SUNDRE – Wildlife compensation claims will be among several topics of discussion during an upcoming town hall for residents in the Bergen area.
That includes not only predatory wildlife such as black or grizzly bears that kill livestock, but also herbivorous animals such as elk and white tail deer that are also known to feast on hay, said Levi Neufeld, Fish and Wildlife district officer for the Sundre-Olds region.
“There has been in the past lots of issues of grizzly bears around that area,” he said. “That’ll be a huge topic.”
The elk population can also be another cause for concern for ranchers and farmers who want to protect their hay bales.
“We’ve been having lots of elk getting into hay stacks down there,” he said.
“It’s a huge issue. We’re probably sitting at 14 claims for the district so far this year,” he said during a phone interview on Feb. 23 when the Sundre Airport was reporting temperatures of roughly -25 C.
“Today alone, we got three different phone calls with this cold snap,” he said.
“With all this snow and the cold weather, they just hit the hay stacks,” he said, adding white tail deer are also known to help themselves to hay when grass becomes harder to reach in deeper snow.
“And they can cause quite a bit of damage. So, there is compensation for that and there’s also fencing that is available on a case-by-case term,” he said, adding the process to submit claims will be outlined in detail during the town hall.
The town hall is scheduled for Monday, March 13 at the Bergen Hall starting at 6:30 p.m. and will include representatives from Fish and Wildlife, the Sundre RCMP, Alberta Conservation, Mountain View Bear Smart as well as a wildlife biologist.
“The whole intent is to get stakeholders and individuals from the community out so they have an opportunity to ask questions,” said Neufeld. “It’s a very a positive environment the way I try to run them.”

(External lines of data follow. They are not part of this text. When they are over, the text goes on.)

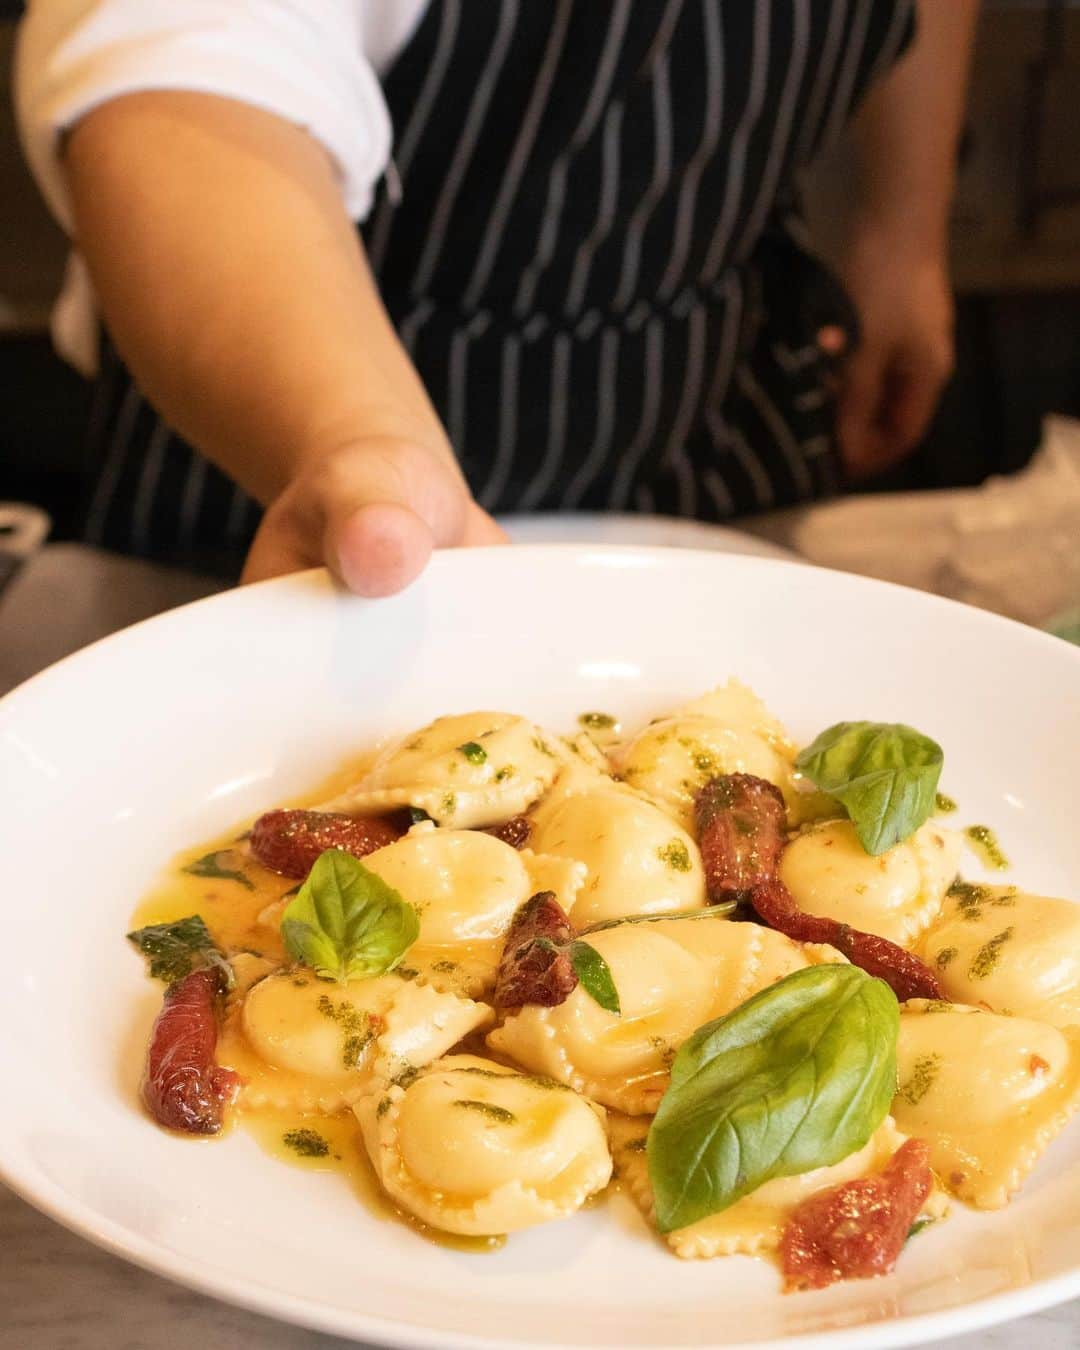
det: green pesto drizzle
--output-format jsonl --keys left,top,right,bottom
{"left": 899, "top": 1054, "right": 941, "bottom": 1106}
{"left": 969, "top": 927, "right": 1014, "bottom": 980}
{"left": 282, "top": 1128, "right": 330, "bottom": 1158}
{"left": 965, "top": 825, "right": 1010, "bottom": 870}
{"left": 494, "top": 765, "right": 514, "bottom": 782}
{"left": 948, "top": 878, "right": 1016, "bottom": 921}
{"left": 657, "top": 839, "right": 692, "bottom": 873}
{"left": 441, "top": 792, "right": 457, "bottom": 816}
{"left": 459, "top": 741, "right": 487, "bottom": 764}
{"left": 935, "top": 947, "right": 958, "bottom": 969}
{"left": 431, "top": 959, "right": 460, "bottom": 973}
{"left": 316, "top": 994, "right": 374, "bottom": 1069}
{"left": 625, "top": 1137, "right": 648, "bottom": 1153}
{"left": 376, "top": 1097, "right": 392, "bottom": 1118}
{"left": 578, "top": 712, "right": 617, "bottom": 731}
{"left": 934, "top": 793, "right": 958, "bottom": 814}
{"left": 452, "top": 1099, "right": 517, "bottom": 1125}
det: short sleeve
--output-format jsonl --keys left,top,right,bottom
{"left": 14, "top": 0, "right": 393, "bottom": 231}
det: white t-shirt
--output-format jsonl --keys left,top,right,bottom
{"left": 15, "top": 0, "right": 431, "bottom": 370}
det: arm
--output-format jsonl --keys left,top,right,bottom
{"left": 835, "top": 0, "right": 979, "bottom": 478}
{"left": 64, "top": 92, "right": 501, "bottom": 592}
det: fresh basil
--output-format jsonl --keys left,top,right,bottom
{"left": 183, "top": 850, "right": 254, "bottom": 890}
{"left": 280, "top": 848, "right": 419, "bottom": 982}
{"left": 647, "top": 965, "right": 898, "bottom": 1233}
{"left": 567, "top": 940, "right": 620, "bottom": 1015}
{"left": 794, "top": 721, "right": 943, "bottom": 856}
{"left": 127, "top": 914, "right": 233, "bottom": 985}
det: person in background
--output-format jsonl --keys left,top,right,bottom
{"left": 15, "top": 1, "right": 977, "bottom": 595}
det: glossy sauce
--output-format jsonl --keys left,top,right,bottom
{"left": 129, "top": 746, "right": 513, "bottom": 1253}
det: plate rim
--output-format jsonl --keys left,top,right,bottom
{"left": 2, "top": 545, "right": 1079, "bottom": 1349}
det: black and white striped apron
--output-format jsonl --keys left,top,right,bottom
{"left": 83, "top": 0, "right": 915, "bottom": 579}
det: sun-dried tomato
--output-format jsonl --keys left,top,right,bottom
{"left": 781, "top": 1138, "right": 933, "bottom": 1291}
{"left": 485, "top": 815, "right": 532, "bottom": 850}
{"left": 750, "top": 877, "right": 945, "bottom": 1002}
{"left": 249, "top": 808, "right": 401, "bottom": 878}
{"left": 142, "top": 967, "right": 240, "bottom": 1134}
{"left": 493, "top": 892, "right": 578, "bottom": 1009}
{"left": 695, "top": 773, "right": 788, "bottom": 905}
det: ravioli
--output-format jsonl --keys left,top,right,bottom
{"left": 921, "top": 884, "right": 1080, "bottom": 1027}
{"left": 779, "top": 819, "right": 962, "bottom": 947}
{"left": 610, "top": 1113, "right": 946, "bottom": 1260}
{"left": 362, "top": 824, "right": 585, "bottom": 996}
{"left": 319, "top": 711, "right": 561, "bottom": 828}
{"left": 617, "top": 680, "right": 798, "bottom": 830}
{"left": 487, "top": 915, "right": 844, "bottom": 1114}
{"left": 528, "top": 765, "right": 706, "bottom": 927}
{"left": 891, "top": 1001, "right": 1080, "bottom": 1208}
{"left": 356, "top": 1055, "right": 611, "bottom": 1235}
{"left": 218, "top": 969, "right": 492, "bottom": 1113}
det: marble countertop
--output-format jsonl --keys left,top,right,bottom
{"left": 1, "top": 542, "right": 1077, "bottom": 1350}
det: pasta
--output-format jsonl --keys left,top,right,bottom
{"left": 528, "top": 763, "right": 707, "bottom": 927}
{"left": 355, "top": 1055, "right": 611, "bottom": 1235}
{"left": 488, "top": 915, "right": 844, "bottom": 1114}
{"left": 891, "top": 1000, "right": 1080, "bottom": 1208}
{"left": 218, "top": 969, "right": 492, "bottom": 1113}
{"left": 920, "top": 884, "right": 1080, "bottom": 1027}
{"left": 128, "top": 679, "right": 1079, "bottom": 1289}
{"left": 618, "top": 680, "right": 798, "bottom": 829}
{"left": 361, "top": 823, "right": 585, "bottom": 996}
{"left": 319, "top": 711, "right": 562, "bottom": 828}
{"left": 779, "top": 819, "right": 962, "bottom": 947}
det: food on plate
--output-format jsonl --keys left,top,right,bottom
{"left": 779, "top": 818, "right": 962, "bottom": 948}
{"left": 891, "top": 1000, "right": 1080, "bottom": 1208}
{"left": 919, "top": 883, "right": 1080, "bottom": 1026}
{"left": 355, "top": 1055, "right": 611, "bottom": 1235}
{"left": 126, "top": 684, "right": 1076, "bottom": 1293}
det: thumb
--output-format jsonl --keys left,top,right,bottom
{"left": 242, "top": 439, "right": 475, "bottom": 596}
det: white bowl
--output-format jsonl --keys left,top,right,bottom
{"left": 1, "top": 546, "right": 1078, "bottom": 1350}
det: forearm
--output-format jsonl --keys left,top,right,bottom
{"left": 849, "top": 0, "right": 979, "bottom": 251}
{"left": 64, "top": 91, "right": 453, "bottom": 505}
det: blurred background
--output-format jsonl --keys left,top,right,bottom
{"left": 2, "top": 0, "right": 1080, "bottom": 538}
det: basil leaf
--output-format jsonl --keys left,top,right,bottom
{"left": 567, "top": 940, "right": 621, "bottom": 1015}
{"left": 280, "top": 849, "right": 419, "bottom": 982}
{"left": 183, "top": 850, "right": 254, "bottom": 890}
{"left": 794, "top": 721, "right": 943, "bottom": 856}
{"left": 127, "top": 914, "right": 233, "bottom": 986}
{"left": 647, "top": 965, "right": 898, "bottom": 1233}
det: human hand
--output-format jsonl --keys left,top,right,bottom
{"left": 833, "top": 223, "right": 955, "bottom": 480}
{"left": 241, "top": 437, "right": 507, "bottom": 595}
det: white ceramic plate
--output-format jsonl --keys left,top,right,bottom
{"left": 499, "top": 511, "right": 794, "bottom": 560}
{"left": 1, "top": 546, "right": 1078, "bottom": 1350}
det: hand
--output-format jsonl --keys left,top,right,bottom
{"left": 241, "top": 437, "right": 507, "bottom": 595}
{"left": 833, "top": 224, "right": 955, "bottom": 480}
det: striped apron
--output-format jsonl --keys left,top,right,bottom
{"left": 83, "top": 0, "right": 914, "bottom": 579}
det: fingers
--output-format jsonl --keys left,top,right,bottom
{"left": 462, "top": 502, "right": 510, "bottom": 546}
{"left": 837, "top": 340, "right": 952, "bottom": 481}
{"left": 241, "top": 437, "right": 505, "bottom": 595}
{"left": 836, "top": 348, "right": 889, "bottom": 480}
{"left": 331, "top": 501, "right": 434, "bottom": 597}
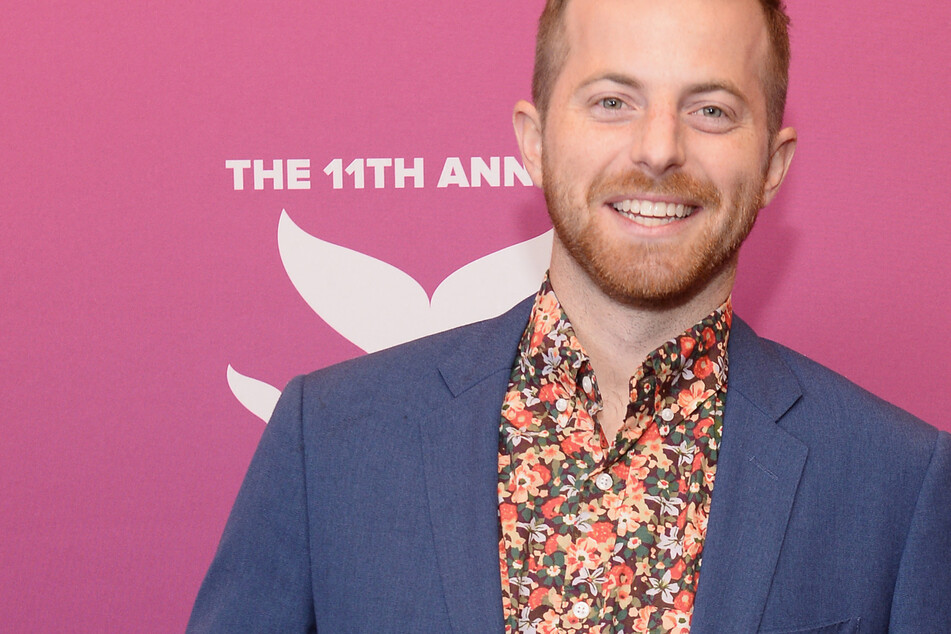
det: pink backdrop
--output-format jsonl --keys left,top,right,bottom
{"left": 2, "top": 1, "right": 949, "bottom": 630}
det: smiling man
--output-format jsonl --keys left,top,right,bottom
{"left": 189, "top": 1, "right": 950, "bottom": 632}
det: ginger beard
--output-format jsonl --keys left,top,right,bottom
{"left": 542, "top": 157, "right": 768, "bottom": 308}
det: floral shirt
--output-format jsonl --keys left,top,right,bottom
{"left": 498, "top": 278, "right": 731, "bottom": 633}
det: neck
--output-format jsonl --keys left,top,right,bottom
{"left": 548, "top": 240, "right": 734, "bottom": 437}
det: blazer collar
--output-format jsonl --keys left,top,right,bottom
{"left": 691, "top": 317, "right": 809, "bottom": 633}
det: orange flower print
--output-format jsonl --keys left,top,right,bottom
{"left": 529, "top": 586, "right": 549, "bottom": 609}
{"left": 655, "top": 452, "right": 675, "bottom": 472}
{"left": 565, "top": 537, "right": 600, "bottom": 571}
{"left": 661, "top": 608, "right": 692, "bottom": 633}
{"left": 669, "top": 559, "right": 687, "bottom": 581}
{"left": 616, "top": 584, "right": 634, "bottom": 609}
{"left": 694, "top": 416, "right": 714, "bottom": 439}
{"left": 611, "top": 505, "right": 641, "bottom": 537}
{"left": 560, "top": 611, "right": 583, "bottom": 630}
{"left": 538, "top": 382, "right": 561, "bottom": 403}
{"left": 541, "top": 496, "right": 566, "bottom": 520}
{"left": 678, "top": 380, "right": 714, "bottom": 414}
{"left": 674, "top": 589, "right": 695, "bottom": 611}
{"left": 620, "top": 480, "right": 648, "bottom": 519}
{"left": 560, "top": 431, "right": 585, "bottom": 454}
{"left": 499, "top": 503, "right": 518, "bottom": 533}
{"left": 601, "top": 491, "right": 623, "bottom": 513}
{"left": 633, "top": 606, "right": 658, "bottom": 631}
{"left": 693, "top": 355, "right": 714, "bottom": 379}
{"left": 532, "top": 464, "right": 551, "bottom": 485}
{"left": 530, "top": 328, "right": 547, "bottom": 351}
{"left": 502, "top": 389, "right": 524, "bottom": 410}
{"left": 629, "top": 454, "right": 650, "bottom": 479}
{"left": 536, "top": 291, "right": 560, "bottom": 321}
{"left": 539, "top": 443, "right": 565, "bottom": 463}
{"left": 679, "top": 336, "right": 695, "bottom": 358}
{"left": 498, "top": 281, "right": 729, "bottom": 632}
{"left": 537, "top": 610, "right": 560, "bottom": 634}
{"left": 511, "top": 409, "right": 534, "bottom": 429}
{"left": 589, "top": 521, "right": 615, "bottom": 544}
{"left": 606, "top": 563, "right": 635, "bottom": 589}
{"left": 694, "top": 504, "right": 709, "bottom": 532}
{"left": 508, "top": 462, "right": 545, "bottom": 503}
{"left": 683, "top": 521, "right": 704, "bottom": 560}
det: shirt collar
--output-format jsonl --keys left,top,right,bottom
{"left": 518, "top": 273, "right": 732, "bottom": 430}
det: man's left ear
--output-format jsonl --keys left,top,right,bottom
{"left": 513, "top": 100, "right": 545, "bottom": 189}
{"left": 762, "top": 127, "right": 797, "bottom": 206}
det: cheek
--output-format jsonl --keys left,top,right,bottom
{"left": 546, "top": 122, "right": 629, "bottom": 176}
{"left": 691, "top": 147, "right": 764, "bottom": 199}
{"left": 692, "top": 132, "right": 769, "bottom": 180}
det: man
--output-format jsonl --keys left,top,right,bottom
{"left": 189, "top": 0, "right": 951, "bottom": 631}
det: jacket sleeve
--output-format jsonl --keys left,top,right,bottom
{"left": 889, "top": 429, "right": 951, "bottom": 630}
{"left": 187, "top": 376, "right": 316, "bottom": 633}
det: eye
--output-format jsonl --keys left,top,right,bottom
{"left": 688, "top": 101, "right": 741, "bottom": 133}
{"left": 599, "top": 97, "right": 625, "bottom": 110}
{"left": 699, "top": 106, "right": 724, "bottom": 118}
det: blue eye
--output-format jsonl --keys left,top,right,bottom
{"left": 600, "top": 97, "right": 624, "bottom": 109}
{"left": 700, "top": 106, "right": 724, "bottom": 117}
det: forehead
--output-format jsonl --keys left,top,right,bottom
{"left": 559, "top": 0, "right": 771, "bottom": 96}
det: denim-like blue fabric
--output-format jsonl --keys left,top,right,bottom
{"left": 188, "top": 298, "right": 951, "bottom": 633}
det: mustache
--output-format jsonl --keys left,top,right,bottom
{"left": 586, "top": 170, "right": 721, "bottom": 208}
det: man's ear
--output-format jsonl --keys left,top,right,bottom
{"left": 762, "top": 126, "right": 797, "bottom": 206}
{"left": 513, "top": 100, "right": 544, "bottom": 188}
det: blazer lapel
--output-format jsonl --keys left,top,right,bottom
{"left": 418, "top": 298, "right": 533, "bottom": 634}
{"left": 417, "top": 307, "right": 808, "bottom": 632}
{"left": 691, "top": 318, "right": 808, "bottom": 633}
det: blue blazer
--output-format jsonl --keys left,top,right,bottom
{"left": 189, "top": 298, "right": 951, "bottom": 633}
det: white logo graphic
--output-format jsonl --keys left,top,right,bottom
{"left": 229, "top": 209, "right": 553, "bottom": 422}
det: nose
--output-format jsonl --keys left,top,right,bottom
{"left": 630, "top": 105, "right": 685, "bottom": 178}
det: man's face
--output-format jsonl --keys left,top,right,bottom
{"left": 521, "top": 0, "right": 794, "bottom": 307}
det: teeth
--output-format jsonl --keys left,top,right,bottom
{"left": 629, "top": 216, "right": 674, "bottom": 227}
{"left": 611, "top": 199, "right": 693, "bottom": 220}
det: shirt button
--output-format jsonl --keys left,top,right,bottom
{"left": 595, "top": 473, "right": 614, "bottom": 491}
{"left": 555, "top": 398, "right": 568, "bottom": 412}
{"left": 572, "top": 601, "right": 591, "bottom": 619}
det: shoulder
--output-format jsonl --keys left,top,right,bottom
{"left": 727, "top": 323, "right": 951, "bottom": 629}
{"left": 287, "top": 295, "right": 533, "bottom": 419}
{"left": 772, "top": 338, "right": 935, "bottom": 437}
{"left": 734, "top": 319, "right": 942, "bottom": 468}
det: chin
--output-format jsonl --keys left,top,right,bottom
{"left": 556, "top": 212, "right": 747, "bottom": 310}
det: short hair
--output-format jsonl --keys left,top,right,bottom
{"left": 531, "top": 0, "right": 791, "bottom": 136}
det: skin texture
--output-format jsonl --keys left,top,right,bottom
{"left": 514, "top": 0, "right": 797, "bottom": 438}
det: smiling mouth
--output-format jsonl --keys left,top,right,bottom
{"left": 610, "top": 199, "right": 698, "bottom": 227}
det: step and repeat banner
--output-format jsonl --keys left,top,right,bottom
{"left": 2, "top": 1, "right": 949, "bottom": 630}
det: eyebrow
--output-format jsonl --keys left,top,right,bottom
{"left": 578, "top": 73, "right": 644, "bottom": 92}
{"left": 578, "top": 74, "right": 750, "bottom": 107}
{"left": 684, "top": 81, "right": 750, "bottom": 106}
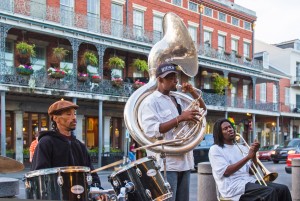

His objective is to ensure participants are not only able to express frustrations but also hear from officials regarding “some of the trends and issues that we’re seeing (and) why there might be certain management actions in place, like tag allocations – those types of things.”
From there, he said the focus broadens outward on keeping open the lines of communication to improve working relationships and tackle issues such as night or closed-season hunting.
Neufeld, who in 2021 took on the position full-time following about a year as acting district officer, emphasized the importance of community engagement.
“I’m huge for community involvement; our job relies heavily on our community,” he said, later adding, “We’re nothing without stakeholders and the members of the community.”
Conservation as well as Fish and Wildlife officers are able to do a much better job when people in a community demonstrate an interest for wildlife and provide timely, detailed information about any number of infractions such as trespassing, he said.
“My whole entire intent is a positive open communication for them to address some of their concerns and frustrations and then work together and communicate,” he said.
Responding to a question about the main operational differences between Fish and Wildlife and Conservation, he said the former deals primarily with wildlife-related matters as well as fisheries, while the latter’s new updated mandate essentially amounts to a focus on issues pertaining to public lands, such as ensuring off-highway vehicle operators ride in approved areas and that campers do not exceed the 14-day stay limit on Crown land or build any permanent structures.